'It’s the most worrying thing you’ll ever do, you don’t need the financial stress' - woman welcomes State funding for IVF treatment
One Irish woman who lobbied the government to give funding for treatment to couples who are struggling with fertility has welcomed indications by government that this will now happen.
Fiona Gibson, who is now due twin babies in December, and her husband Eoghan O’Toole have spent €47,000 on IVF and extra fertility treatments since 2013.
The music teacher, who has been writing to Minister Simon Harris’ office to fight for financial assistance for couples going through fertility treatments, said couples do not need financial worries at a time when they are trying to conceive.
“It’s one of the most emotional journeys in your life, and that’s made worse by thinking about where you’re going to get more money.”
“You should be resting, doing less, giving the embryo time to settle in, but you can’t, because you’re thinking if this cycle fails then we need to find the money for another one. It’s a vicious cycle.”

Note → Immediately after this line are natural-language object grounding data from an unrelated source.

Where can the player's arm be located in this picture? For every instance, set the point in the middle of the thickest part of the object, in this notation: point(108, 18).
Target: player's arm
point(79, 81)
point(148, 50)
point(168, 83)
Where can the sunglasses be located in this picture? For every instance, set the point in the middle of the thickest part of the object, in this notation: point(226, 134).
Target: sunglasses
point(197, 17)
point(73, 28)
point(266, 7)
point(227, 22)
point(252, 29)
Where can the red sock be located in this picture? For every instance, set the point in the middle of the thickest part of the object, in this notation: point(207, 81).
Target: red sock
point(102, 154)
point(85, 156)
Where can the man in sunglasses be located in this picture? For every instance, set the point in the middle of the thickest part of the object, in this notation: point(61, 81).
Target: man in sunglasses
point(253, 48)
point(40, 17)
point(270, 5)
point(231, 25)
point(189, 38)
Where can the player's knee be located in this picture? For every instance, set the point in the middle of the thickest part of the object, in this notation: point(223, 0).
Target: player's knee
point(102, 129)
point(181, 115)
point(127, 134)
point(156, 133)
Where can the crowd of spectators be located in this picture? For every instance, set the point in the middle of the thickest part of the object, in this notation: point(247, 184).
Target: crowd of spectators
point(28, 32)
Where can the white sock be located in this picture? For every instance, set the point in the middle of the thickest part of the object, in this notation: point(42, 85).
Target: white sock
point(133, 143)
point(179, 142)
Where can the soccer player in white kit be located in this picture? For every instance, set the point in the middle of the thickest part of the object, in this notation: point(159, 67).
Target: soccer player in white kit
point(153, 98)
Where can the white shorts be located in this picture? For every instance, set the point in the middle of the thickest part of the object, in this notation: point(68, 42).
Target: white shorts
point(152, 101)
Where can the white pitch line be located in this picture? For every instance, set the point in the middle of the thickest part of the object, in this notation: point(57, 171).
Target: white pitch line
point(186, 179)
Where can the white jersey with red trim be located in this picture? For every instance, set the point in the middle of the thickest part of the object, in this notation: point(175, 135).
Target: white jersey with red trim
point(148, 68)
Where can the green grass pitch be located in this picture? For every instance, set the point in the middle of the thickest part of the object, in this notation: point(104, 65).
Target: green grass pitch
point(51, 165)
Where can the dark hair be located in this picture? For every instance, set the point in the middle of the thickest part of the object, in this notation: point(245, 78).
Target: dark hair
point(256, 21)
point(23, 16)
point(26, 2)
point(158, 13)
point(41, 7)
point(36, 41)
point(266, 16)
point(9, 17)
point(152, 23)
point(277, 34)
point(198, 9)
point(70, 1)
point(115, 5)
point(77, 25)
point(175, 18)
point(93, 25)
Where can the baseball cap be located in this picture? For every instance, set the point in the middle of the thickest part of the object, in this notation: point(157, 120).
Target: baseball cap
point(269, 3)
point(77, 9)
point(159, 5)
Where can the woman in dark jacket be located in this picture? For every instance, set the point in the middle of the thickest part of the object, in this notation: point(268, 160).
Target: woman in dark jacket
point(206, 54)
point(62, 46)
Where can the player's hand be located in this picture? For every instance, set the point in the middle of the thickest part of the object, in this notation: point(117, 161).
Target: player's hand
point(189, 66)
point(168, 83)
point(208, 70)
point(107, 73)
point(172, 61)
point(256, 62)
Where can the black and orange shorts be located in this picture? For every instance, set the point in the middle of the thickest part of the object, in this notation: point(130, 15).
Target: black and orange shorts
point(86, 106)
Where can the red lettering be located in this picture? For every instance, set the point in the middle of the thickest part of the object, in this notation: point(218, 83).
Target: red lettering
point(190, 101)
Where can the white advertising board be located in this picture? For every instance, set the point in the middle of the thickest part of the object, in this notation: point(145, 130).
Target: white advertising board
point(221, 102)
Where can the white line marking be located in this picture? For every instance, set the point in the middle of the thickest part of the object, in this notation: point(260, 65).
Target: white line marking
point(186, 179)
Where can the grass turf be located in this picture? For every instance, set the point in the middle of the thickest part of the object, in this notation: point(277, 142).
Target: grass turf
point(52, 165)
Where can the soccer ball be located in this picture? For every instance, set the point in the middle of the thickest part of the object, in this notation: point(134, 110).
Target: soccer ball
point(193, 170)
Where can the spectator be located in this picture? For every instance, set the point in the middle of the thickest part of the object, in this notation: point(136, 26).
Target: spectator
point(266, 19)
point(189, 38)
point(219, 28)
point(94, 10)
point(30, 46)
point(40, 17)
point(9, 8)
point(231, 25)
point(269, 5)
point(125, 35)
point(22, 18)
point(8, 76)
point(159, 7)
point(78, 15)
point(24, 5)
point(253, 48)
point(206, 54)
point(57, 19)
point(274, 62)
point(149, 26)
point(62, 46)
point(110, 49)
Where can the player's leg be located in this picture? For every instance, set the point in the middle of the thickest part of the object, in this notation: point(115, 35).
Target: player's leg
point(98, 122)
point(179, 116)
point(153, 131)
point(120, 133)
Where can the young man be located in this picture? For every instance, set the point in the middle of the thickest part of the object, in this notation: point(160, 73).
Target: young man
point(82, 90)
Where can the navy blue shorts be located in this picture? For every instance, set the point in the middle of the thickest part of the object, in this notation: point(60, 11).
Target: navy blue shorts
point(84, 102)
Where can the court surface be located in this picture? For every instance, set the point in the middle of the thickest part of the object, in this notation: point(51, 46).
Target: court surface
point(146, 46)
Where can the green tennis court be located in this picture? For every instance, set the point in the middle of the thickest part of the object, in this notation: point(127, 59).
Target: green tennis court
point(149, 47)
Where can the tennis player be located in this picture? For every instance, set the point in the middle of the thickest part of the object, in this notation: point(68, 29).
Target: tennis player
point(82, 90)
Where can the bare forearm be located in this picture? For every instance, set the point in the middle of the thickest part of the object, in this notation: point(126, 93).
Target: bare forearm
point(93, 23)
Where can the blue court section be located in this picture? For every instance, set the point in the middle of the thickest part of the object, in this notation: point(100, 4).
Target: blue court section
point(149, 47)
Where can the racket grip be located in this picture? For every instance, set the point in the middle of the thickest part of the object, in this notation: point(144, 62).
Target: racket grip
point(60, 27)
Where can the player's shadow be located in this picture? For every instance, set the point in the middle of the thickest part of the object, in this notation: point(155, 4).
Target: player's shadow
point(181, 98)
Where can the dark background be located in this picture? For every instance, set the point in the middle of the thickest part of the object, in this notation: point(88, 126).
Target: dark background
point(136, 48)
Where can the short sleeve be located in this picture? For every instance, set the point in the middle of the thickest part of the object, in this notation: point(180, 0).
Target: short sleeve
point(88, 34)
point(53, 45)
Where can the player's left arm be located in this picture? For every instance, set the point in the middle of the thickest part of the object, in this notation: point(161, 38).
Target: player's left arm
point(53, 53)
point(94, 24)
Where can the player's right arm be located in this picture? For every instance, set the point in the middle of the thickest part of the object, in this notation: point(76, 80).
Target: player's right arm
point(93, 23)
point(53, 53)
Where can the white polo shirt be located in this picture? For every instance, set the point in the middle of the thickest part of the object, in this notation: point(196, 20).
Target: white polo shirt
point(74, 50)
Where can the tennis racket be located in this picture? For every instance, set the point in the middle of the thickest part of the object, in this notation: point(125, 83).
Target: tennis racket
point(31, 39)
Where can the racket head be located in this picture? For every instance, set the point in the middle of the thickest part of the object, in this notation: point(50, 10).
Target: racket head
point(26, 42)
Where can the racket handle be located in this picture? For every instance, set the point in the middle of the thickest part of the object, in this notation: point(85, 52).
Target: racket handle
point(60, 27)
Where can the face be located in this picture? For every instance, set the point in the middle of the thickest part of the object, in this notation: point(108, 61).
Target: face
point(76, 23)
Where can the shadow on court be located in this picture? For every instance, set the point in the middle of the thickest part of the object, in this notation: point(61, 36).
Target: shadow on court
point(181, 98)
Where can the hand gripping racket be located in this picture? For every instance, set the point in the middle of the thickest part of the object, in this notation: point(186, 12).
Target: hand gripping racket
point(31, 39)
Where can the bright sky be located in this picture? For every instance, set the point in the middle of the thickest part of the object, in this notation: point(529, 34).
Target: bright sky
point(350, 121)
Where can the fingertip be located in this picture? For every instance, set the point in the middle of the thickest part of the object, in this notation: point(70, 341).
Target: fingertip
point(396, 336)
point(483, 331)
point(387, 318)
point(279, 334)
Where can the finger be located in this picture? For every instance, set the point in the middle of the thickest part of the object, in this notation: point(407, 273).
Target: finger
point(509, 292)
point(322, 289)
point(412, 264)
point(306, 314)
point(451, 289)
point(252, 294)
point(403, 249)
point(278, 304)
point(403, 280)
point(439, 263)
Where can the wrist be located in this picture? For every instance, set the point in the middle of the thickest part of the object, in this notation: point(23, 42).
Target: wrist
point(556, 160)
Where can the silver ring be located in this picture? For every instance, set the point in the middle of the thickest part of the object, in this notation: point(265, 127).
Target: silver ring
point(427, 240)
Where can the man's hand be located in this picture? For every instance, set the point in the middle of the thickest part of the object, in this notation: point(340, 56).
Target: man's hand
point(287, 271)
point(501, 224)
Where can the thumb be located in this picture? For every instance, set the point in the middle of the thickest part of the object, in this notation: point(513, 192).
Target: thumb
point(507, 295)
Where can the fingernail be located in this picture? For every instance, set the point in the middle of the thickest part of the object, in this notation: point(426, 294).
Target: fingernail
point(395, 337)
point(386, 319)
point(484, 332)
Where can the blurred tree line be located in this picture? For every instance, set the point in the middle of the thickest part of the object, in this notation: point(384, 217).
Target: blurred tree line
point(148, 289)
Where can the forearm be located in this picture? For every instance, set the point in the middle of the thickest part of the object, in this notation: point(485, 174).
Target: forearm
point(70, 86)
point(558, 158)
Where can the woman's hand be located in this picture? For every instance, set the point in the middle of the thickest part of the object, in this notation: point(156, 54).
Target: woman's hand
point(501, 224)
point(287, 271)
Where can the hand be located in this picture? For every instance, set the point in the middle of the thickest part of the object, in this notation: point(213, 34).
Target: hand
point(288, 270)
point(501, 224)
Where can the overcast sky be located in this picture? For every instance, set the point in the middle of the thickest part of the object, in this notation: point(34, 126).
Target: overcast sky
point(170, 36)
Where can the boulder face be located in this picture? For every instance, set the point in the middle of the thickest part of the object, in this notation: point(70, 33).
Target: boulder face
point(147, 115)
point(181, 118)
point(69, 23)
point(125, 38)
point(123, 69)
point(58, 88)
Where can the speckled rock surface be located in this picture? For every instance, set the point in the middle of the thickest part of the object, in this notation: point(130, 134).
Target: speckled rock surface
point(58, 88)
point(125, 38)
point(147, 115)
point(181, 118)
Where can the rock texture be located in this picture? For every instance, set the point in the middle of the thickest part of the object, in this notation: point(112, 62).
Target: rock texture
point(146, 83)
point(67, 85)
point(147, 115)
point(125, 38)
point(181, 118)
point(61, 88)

“It’s the most worrying thing you’ll ever do and you don’t need the financial stress on top of what you’re going through.”
On today’s news, she said: “I think it’s fantastic news. I’ve been in contact with Simon Harris’ office over the last few years. To be fair I always heard back from someone, but it felt like a pipe dream, it felt like something that would never happen.”
One is six couples struggle with fertility issues in Ireland.
It is expected that the Government will commit to funding IVF treatments for couples unable to conceive from 2019, under the new proposals.
“We had good news and we have twin girls on the way in December. After a horrific, long journey we finally got there in the end,” Fiona, a music teacher from Kilcullen said.
“To this day I still can’t believe it’s going to happen because there are so many knocks. IVF is constantly a let-down.”
“Our first cycle was cancelled; our second cycle none of the embryos were fertilised; then it was a chemical pregnancy; then we transferred embryos and none of them took; and then we transferred embryos and two of them took and now we’re having twins.”
“This is a medical condition the same as anything else, and it should be treated as a medical condition.”
Fiona has polycystic ovary syndrome (PCOS), but the couple discovered other reasons why they were having trouble conceiving when they began IVF.
“It means that I don’t ovulate or anything so I can’t get pregnant. When we got into the IVF, we learned that my eggs and Eoghan’s sperm aren’t compatible; they don’t mix.”
Fiona and Eoghan didn't just have the expense of IVF, but lots of other add-ons as well.
“There are a lot of extras. I did three rounds of intralipids, a scratch, assisted hatching, and then when I got pregnant I was doing reflexology as well.”
She added: “Numerous times we had to stay in hotels because with the egg collection it’s very time specific, so because we don’t live in Dublin we felt we had to stay in a hotel to be there that morning.”
“It’s all the little extras. But you’d pay anything to have a baby.”
But an overjoyed Fiona, who featured in a recent TV3 documentary Babymakers, can now look forward to the arrival of twins in December at Dublin's Coombe hospital.
“We’re on top of the wold. There’s still that element of ‘is everything going to be OK?’ because you’ve been knocked so many times.”
The Babymakers, a four-part documentary series that follows six couples over the course of a year during which they undertake various fertility treatments, is available on TV3 Player.